秋田市で人工知能(AI)向けデータセンター(DC)の建設計画を進めるIT企業、エスツーの須藤晃平最高経営責任者(CEO)はインタビューで、DCが地域にもたらす効果として、AI関連産業の集積に期待を示した。DCの整備で「スタートアップ(新興企業)が来る」と指摘。こうした企業は「サーバーを優先的に使ってほしい」と述べ、進出を後押しする構えを見せた。

須藤氏は「AIスタートアップが大きくなり、ユニコーン(未上場の有力ベンチャー企業)になる可能性がある」と指摘し、こうした企業の誘致が秋田県内での雇用創出にもつながるとの見方を示した。自動運転やドローンの関連産業の誘致にも期待。「県内の大学でもデータサイエンティストの教育をする学科をつくるべきだ」として、デジタル人材育成の重要性も強調した。

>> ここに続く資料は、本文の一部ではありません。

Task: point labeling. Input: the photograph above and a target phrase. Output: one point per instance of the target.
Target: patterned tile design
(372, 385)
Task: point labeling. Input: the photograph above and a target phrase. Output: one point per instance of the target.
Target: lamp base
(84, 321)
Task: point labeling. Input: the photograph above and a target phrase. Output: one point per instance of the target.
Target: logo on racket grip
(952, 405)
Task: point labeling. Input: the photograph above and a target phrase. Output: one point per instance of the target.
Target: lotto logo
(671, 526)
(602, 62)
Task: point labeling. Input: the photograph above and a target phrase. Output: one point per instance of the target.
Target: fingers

秋田市に立地する理由に関しては、洋上風力発電など豊富な再生可能エネルギー電源があることに加え、建設予定地の近辺に稼働を終えた火力発電所があり、送電網など電力インフラが整っている点を挙げた。排熱や騒音などへの懸念に対しては、建設予定地が工業団地である点を指摘。その上で、サーバーの冷却方法に空冷式ではなく、騒音が少ない液冷・水冷式を採用するなど、配慮する意向を示した。